Nominalizzazione di un participio perfetto, (il) pescato è divenuta parola tipica del discorso gastronomico, ai vari livelli in cui esso viene proposto: dai menù ai saggi di ermeneutica. Quanto a riferimento, include comodamente tutto quanto, provenendo dal mare, fa da materia prima dell'alimentazione.
La storia di pescato come sostantivo pare tuttavia abbastanza recente: c'è ragione di credere che sia apparso nella seconda metà del secolo scorso; più precisamente in quegli anni Sessanta in cui vedette sensibili al mutamento linguistico segnalarono con prontezza una fase critica (e a loro dire poco commendevole, anche se ineluttabile) dello sviluppo della lingua nazionale.

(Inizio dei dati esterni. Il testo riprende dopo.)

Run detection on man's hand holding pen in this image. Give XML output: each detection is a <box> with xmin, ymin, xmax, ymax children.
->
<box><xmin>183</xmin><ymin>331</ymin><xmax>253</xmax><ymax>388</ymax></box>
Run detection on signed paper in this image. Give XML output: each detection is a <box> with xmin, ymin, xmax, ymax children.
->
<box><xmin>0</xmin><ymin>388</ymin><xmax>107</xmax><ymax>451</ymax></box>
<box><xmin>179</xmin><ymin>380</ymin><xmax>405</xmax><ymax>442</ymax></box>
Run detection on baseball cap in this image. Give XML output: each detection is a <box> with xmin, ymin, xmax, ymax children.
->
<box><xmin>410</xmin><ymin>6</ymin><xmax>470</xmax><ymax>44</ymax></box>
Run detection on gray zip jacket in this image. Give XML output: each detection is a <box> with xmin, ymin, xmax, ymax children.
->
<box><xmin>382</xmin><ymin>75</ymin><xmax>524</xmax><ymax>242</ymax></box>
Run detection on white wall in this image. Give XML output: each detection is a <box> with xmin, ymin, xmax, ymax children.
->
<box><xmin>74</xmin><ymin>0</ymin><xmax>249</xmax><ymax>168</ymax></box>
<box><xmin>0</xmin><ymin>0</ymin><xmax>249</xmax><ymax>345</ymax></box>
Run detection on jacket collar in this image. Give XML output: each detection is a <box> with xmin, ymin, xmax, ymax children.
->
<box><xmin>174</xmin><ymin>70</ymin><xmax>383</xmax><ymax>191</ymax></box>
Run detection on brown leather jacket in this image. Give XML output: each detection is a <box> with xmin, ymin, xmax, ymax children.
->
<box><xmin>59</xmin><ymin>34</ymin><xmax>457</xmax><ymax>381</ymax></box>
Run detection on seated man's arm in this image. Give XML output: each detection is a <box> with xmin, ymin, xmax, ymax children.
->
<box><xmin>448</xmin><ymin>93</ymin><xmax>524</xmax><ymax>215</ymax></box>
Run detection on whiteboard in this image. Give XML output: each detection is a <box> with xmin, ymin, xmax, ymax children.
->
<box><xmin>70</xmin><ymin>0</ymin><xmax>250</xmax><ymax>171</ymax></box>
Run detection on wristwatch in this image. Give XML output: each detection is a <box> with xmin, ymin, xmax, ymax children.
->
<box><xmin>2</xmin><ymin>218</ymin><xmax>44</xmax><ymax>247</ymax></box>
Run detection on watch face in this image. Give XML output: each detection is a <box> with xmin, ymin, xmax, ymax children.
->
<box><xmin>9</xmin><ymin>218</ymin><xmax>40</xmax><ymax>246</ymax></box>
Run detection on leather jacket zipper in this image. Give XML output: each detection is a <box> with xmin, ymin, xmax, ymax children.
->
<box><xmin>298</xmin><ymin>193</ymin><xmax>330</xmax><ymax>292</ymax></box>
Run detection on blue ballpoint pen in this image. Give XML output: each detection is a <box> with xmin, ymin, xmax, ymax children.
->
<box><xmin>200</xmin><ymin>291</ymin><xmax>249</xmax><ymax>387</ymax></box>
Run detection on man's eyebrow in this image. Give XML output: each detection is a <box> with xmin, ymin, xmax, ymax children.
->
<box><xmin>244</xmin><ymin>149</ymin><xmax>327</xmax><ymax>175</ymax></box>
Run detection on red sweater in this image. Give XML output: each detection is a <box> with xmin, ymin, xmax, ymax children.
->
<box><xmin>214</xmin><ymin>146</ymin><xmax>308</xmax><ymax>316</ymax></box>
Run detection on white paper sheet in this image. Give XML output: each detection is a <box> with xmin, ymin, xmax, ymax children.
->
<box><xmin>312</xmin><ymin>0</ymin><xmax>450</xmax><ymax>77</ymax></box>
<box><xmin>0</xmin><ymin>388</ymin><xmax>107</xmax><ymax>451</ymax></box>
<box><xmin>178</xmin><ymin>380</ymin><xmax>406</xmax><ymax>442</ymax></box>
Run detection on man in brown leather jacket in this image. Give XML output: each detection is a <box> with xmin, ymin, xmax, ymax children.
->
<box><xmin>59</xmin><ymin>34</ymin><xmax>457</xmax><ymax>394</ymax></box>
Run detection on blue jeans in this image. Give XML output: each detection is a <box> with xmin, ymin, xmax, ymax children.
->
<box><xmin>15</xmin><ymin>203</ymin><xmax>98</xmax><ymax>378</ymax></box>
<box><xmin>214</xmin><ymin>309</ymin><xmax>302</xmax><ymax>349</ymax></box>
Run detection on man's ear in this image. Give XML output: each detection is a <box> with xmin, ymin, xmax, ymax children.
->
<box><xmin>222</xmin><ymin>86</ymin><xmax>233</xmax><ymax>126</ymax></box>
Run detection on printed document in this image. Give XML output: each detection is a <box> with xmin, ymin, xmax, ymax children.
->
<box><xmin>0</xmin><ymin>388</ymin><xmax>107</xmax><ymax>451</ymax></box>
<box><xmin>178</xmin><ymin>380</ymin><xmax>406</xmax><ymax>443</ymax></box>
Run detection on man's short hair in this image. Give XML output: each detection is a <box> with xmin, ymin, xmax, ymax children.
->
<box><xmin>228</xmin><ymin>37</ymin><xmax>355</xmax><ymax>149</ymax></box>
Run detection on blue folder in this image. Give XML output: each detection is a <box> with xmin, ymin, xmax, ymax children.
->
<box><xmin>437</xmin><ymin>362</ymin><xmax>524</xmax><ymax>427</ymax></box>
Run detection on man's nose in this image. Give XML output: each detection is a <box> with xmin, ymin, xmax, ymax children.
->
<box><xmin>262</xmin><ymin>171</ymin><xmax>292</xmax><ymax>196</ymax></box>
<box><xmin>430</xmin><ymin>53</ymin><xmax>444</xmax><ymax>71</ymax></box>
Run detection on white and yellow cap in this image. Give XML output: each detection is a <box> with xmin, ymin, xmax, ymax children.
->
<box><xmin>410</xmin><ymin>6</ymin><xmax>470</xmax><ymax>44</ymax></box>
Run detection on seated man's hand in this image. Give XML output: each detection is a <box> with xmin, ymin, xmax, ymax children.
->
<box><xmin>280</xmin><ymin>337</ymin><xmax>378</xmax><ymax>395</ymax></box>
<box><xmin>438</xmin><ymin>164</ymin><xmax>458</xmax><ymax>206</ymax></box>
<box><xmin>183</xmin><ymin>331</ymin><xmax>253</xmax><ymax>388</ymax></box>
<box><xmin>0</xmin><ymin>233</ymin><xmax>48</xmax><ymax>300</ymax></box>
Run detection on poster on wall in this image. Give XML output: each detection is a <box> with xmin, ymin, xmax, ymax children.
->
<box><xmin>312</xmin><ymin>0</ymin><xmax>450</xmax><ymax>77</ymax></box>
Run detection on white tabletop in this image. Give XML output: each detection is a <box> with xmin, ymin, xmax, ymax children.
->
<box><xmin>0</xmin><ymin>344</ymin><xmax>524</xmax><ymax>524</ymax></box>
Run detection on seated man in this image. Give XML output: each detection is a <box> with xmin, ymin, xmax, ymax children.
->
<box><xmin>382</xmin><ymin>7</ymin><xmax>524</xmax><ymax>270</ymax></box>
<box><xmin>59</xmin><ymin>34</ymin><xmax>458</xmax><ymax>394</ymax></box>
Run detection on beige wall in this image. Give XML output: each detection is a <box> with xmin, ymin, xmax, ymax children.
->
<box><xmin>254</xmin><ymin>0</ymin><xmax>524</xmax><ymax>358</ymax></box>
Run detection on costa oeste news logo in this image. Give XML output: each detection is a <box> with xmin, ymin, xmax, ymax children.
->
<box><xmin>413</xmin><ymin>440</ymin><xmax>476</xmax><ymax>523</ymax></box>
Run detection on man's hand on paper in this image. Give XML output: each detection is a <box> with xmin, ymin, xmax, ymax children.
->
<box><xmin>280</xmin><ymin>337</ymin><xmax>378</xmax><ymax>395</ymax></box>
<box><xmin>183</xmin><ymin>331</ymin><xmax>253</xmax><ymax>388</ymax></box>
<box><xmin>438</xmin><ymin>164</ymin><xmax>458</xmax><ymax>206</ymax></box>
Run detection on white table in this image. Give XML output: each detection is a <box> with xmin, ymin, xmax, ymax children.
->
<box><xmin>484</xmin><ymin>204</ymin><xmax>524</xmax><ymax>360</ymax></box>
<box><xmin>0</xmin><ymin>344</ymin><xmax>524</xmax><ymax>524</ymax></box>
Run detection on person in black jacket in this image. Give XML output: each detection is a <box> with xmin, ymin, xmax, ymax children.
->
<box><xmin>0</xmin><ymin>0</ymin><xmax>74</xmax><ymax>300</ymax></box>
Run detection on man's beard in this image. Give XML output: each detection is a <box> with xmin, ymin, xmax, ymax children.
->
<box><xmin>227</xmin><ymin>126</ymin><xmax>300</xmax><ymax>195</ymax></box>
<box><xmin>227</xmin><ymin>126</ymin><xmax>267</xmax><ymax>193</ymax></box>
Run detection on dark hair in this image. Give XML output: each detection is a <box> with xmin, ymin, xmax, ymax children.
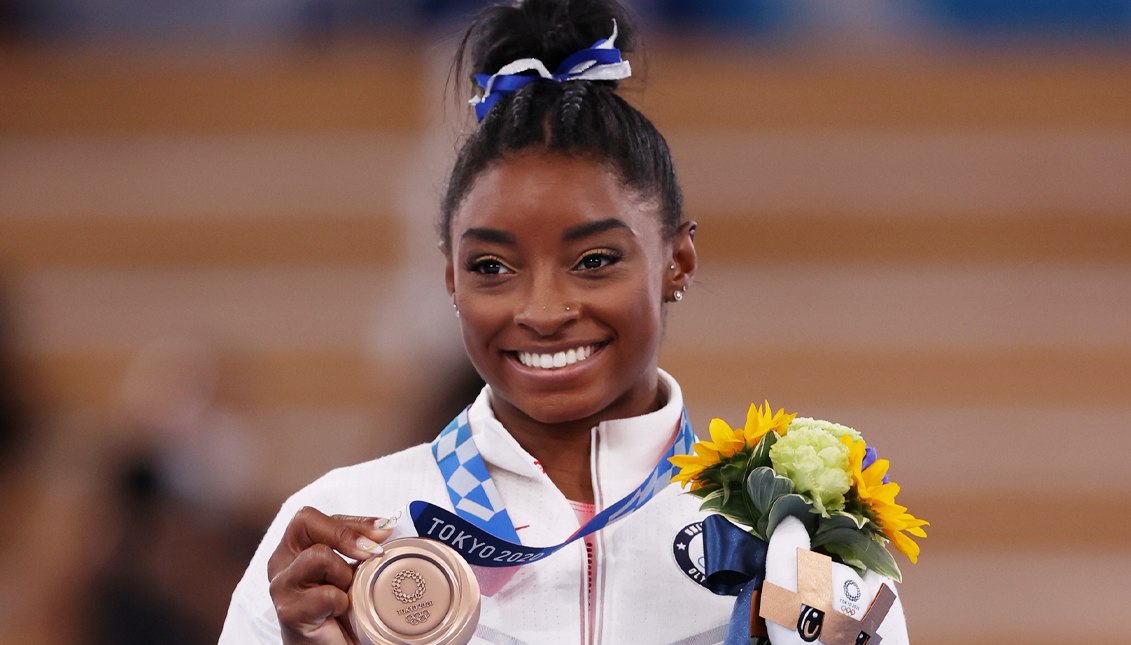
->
<box><xmin>440</xmin><ymin>0</ymin><xmax>683</xmax><ymax>248</ymax></box>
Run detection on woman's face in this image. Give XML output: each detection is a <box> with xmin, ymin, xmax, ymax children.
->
<box><xmin>447</xmin><ymin>148</ymin><xmax>694</xmax><ymax>423</ymax></box>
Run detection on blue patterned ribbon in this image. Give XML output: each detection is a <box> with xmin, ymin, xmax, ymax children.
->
<box><xmin>703</xmin><ymin>515</ymin><xmax>769</xmax><ymax>645</ymax></box>
<box><xmin>408</xmin><ymin>410</ymin><xmax>696</xmax><ymax>567</ymax></box>
<box><xmin>469</xmin><ymin>20</ymin><xmax>632</xmax><ymax>121</ymax></box>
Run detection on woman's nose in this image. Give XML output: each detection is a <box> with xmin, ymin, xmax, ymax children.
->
<box><xmin>515</xmin><ymin>279</ymin><xmax>579</xmax><ymax>336</ymax></box>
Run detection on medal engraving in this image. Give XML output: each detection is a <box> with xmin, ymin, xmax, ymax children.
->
<box><xmin>349</xmin><ymin>538</ymin><xmax>480</xmax><ymax>645</ymax></box>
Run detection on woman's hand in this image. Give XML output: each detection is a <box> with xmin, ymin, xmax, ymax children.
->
<box><xmin>267</xmin><ymin>506</ymin><xmax>392</xmax><ymax>645</ymax></box>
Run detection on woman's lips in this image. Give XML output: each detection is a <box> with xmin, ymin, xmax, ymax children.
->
<box><xmin>513</xmin><ymin>343</ymin><xmax>601</xmax><ymax>370</ymax></box>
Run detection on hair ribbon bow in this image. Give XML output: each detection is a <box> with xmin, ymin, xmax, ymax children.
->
<box><xmin>468</xmin><ymin>20</ymin><xmax>632</xmax><ymax>121</ymax></box>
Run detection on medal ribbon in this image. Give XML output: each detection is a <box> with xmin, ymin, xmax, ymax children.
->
<box><xmin>398</xmin><ymin>410</ymin><xmax>696</xmax><ymax>567</ymax></box>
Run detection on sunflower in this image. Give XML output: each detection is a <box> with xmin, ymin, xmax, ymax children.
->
<box><xmin>840</xmin><ymin>435</ymin><xmax>931</xmax><ymax>564</ymax></box>
<box><xmin>668</xmin><ymin>401</ymin><xmax>796</xmax><ymax>490</ymax></box>
<box><xmin>743</xmin><ymin>401</ymin><xmax>797</xmax><ymax>446</ymax></box>
<box><xmin>667</xmin><ymin>441</ymin><xmax>719</xmax><ymax>490</ymax></box>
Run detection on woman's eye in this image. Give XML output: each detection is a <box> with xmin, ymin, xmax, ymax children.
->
<box><xmin>577</xmin><ymin>251</ymin><xmax>621</xmax><ymax>269</ymax></box>
<box><xmin>468</xmin><ymin>258</ymin><xmax>512</xmax><ymax>275</ymax></box>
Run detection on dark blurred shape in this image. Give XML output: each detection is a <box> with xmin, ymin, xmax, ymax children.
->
<box><xmin>420</xmin><ymin>0</ymin><xmax>499</xmax><ymax>19</ymax></box>
<box><xmin>84</xmin><ymin>450</ymin><xmax>266</xmax><ymax>645</ymax></box>
<box><xmin>926</xmin><ymin>0</ymin><xmax>1131</xmax><ymax>36</ymax></box>
<box><xmin>0</xmin><ymin>282</ymin><xmax>28</xmax><ymax>473</ymax></box>
<box><xmin>651</xmin><ymin>0</ymin><xmax>783</xmax><ymax>35</ymax></box>
<box><xmin>87</xmin><ymin>457</ymin><xmax>210</xmax><ymax>645</ymax></box>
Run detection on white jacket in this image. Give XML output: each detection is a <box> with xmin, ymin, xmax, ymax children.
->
<box><xmin>219</xmin><ymin>372</ymin><xmax>906</xmax><ymax>645</ymax></box>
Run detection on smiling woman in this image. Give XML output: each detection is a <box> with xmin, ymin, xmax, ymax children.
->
<box><xmin>221</xmin><ymin>0</ymin><xmax>906</xmax><ymax>645</ymax></box>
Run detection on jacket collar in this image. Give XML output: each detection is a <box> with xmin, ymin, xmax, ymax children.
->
<box><xmin>467</xmin><ymin>370</ymin><xmax>683</xmax><ymax>507</ymax></box>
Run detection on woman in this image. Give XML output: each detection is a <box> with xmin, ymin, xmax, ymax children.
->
<box><xmin>221</xmin><ymin>0</ymin><xmax>909</xmax><ymax>645</ymax></box>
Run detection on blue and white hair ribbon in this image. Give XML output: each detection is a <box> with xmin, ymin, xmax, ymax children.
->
<box><xmin>468</xmin><ymin>20</ymin><xmax>632</xmax><ymax>121</ymax></box>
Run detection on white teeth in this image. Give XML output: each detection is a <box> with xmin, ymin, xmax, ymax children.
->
<box><xmin>517</xmin><ymin>345</ymin><xmax>596</xmax><ymax>370</ymax></box>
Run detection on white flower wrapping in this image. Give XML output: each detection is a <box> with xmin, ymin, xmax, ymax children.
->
<box><xmin>766</xmin><ymin>517</ymin><xmax>908</xmax><ymax>645</ymax></box>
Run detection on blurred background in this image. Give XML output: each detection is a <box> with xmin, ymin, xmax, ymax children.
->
<box><xmin>0</xmin><ymin>0</ymin><xmax>1131</xmax><ymax>645</ymax></box>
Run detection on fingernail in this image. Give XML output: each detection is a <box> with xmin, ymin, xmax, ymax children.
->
<box><xmin>357</xmin><ymin>538</ymin><xmax>385</xmax><ymax>556</ymax></box>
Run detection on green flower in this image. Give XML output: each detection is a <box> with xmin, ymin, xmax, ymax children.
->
<box><xmin>787</xmin><ymin>416</ymin><xmax>864</xmax><ymax>442</ymax></box>
<box><xmin>770</xmin><ymin>419</ymin><xmax>852</xmax><ymax>517</ymax></box>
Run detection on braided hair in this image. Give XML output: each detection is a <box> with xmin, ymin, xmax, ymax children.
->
<box><xmin>440</xmin><ymin>0</ymin><xmax>683</xmax><ymax>249</ymax></box>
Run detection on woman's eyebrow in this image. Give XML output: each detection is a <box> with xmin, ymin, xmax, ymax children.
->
<box><xmin>459</xmin><ymin>229</ymin><xmax>515</xmax><ymax>244</ymax></box>
<box><xmin>562</xmin><ymin>217</ymin><xmax>636</xmax><ymax>242</ymax></box>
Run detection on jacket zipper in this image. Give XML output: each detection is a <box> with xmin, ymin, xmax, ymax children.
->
<box><xmin>581</xmin><ymin>425</ymin><xmax>605</xmax><ymax>645</ymax></box>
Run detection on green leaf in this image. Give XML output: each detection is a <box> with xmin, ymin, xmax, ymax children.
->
<box><xmin>813</xmin><ymin>543</ymin><xmax>867</xmax><ymax>576</ymax></box>
<box><xmin>860</xmin><ymin>540</ymin><xmax>904</xmax><ymax>583</ymax></box>
<box><xmin>754</xmin><ymin>513</ymin><xmax>770</xmax><ymax>542</ymax></box>
<box><xmin>746</xmin><ymin>466</ymin><xmax>793</xmax><ymax>514</ymax></box>
<box><xmin>699</xmin><ymin>491</ymin><xmax>756</xmax><ymax>526</ymax></box>
<box><xmin>817</xmin><ymin>511</ymin><xmax>867</xmax><ymax>535</ymax></box>
<box><xmin>812</xmin><ymin>527</ymin><xmax>903</xmax><ymax>583</ymax></box>
<box><xmin>766</xmin><ymin>493</ymin><xmax>818</xmax><ymax>540</ymax></box>
<box><xmin>750</xmin><ymin>432</ymin><xmax>777</xmax><ymax>468</ymax></box>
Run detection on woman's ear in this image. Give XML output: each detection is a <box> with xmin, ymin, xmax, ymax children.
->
<box><xmin>440</xmin><ymin>242</ymin><xmax>456</xmax><ymax>299</ymax></box>
<box><xmin>664</xmin><ymin>221</ymin><xmax>699</xmax><ymax>294</ymax></box>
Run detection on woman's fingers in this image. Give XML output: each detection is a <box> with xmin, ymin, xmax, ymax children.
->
<box><xmin>270</xmin><ymin>544</ymin><xmax>354</xmax><ymax>595</ymax></box>
<box><xmin>267</xmin><ymin>506</ymin><xmax>392</xmax><ymax>578</ymax></box>
<box><xmin>275</xmin><ymin>585</ymin><xmax>349</xmax><ymax>636</ymax></box>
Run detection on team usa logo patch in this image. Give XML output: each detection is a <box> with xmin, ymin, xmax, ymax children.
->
<box><xmin>672</xmin><ymin>522</ymin><xmax>707</xmax><ymax>588</ymax></box>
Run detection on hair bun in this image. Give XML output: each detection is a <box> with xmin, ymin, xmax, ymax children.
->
<box><xmin>457</xmin><ymin>0</ymin><xmax>637</xmax><ymax>84</ymax></box>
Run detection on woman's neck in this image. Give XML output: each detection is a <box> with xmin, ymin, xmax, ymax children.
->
<box><xmin>492</xmin><ymin>381</ymin><xmax>667</xmax><ymax>504</ymax></box>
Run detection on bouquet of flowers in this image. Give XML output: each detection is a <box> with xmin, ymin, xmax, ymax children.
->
<box><xmin>671</xmin><ymin>402</ymin><xmax>927</xmax><ymax>582</ymax></box>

Il modello è ovviamente antico: (il) raccolto, (il) prodotto. Ma (e qui non si può che riconoscere il fiuto di quelle vedette) ha in effetti trovato modo di proliferare in un registro burocratico-economico-commerciale, cui generalizzazioni e astrazioni del genere fanno ovviamente gran comodo: (il) fatturato, (il) ricavato, (il) venduto, (l')invenduto, (l')immagazzinato, (l')inesitato, (il) ceduto, (l')acquisito e così via. Come al solito, in questione non è la plausibilità del tipo nella lingua di specialità. Rivelatore è invece il suo tracimarne e il suo inquinante sversarsi, per dirla con un neologismo, in un diverso bacino.
Ecco appunto: ogni volta che, nel contesto della ristorazione pubblica e nel discorso che la concerne, Apollonio ode o legge (il) pescato percepisce il tanfo di una contaminazione. Non un buon viatico per accostarsi con i giusti sentimenti al piatto che si pretenderebbe di mettere per lui sulla tavola.
Dovrebbero aggiungere il Surgelato
RispondiEliminaSi può dirla e chi scrive usa dire così: Intolleranza Elementare. Agli elementi cioè della sciocchezza parlante che rivela la povertà del pensare, cioè dell'immaginazione. Popolare, almeno al Sud ( oh la bellezza a Catania della granita "a lei che ce n'mporta" ) Qui tra i monti sogenti usano dire "location interessante" di un ristorante o "proprietari disponibili", dei poveri conduttori di un hotel ( disponibili acché). E sono innumeri le schiere di cuochi, tali o fittizzi, che "vanno ad aggiungere"( dove non si sa) come se la ridondanza aggiungesse sapore o nesso di causalità all'azione di mettere il basilico nel sugo. O forse che il sapore stesse, fosse nella ridondanza. RIcordo bene lo stupore bambino quando appresi da un vicino di casa, persona semplice si sarebbe detta e stupita quanto me, che a Napoli, più di preciso a Pozzuoli, lo specchio era < 'o talequale> e la radio <'a mosica dint'o' cascione>. Il vicino ne era estasiato pur essendo milanese. Meraviglie da far invidia a Borges o Ionesco. Coda sociologica: non sarà che la lingua decada con l'imborghesimento piccino della più piccola borghesia salita agli onori delle vacanze a Sharm (al Sheik)? Non lo so ma lo sospetto. Ricorderà Totò e le sue follie linguistiche:"vivissime vivissime esequie".
RispondiEliminaAlle istruttive aggiunte dello spiritoso Lettore (di sé, dice "bambino": sulle orme, qui si privilegia dunque il maschile), Apollonio fa seguire un ringraziamento: note spassose e meritevoli di riflessione. Le designazioni metonimiche puteolane sarebbero certamente piaciute a Roman Jakobson e avrebbero arricchito il suo repertorio di esempi, tra funzione poetica e disturbi del linguaggio. C'è d'altra parte forse un antico sentore di francese (lingua un dì della haute cuisine) nella generalizzata perifrasi ingressiva che caratterizza l'espressione dei cucinieri didattici e loquaci. E dello specifico dilagare ideologico della piccola borghesia, come certo sa, fu premonitore molti decenni fa Hans Magnus Enzensberger, un autore caro a chi intrattiene questo diario.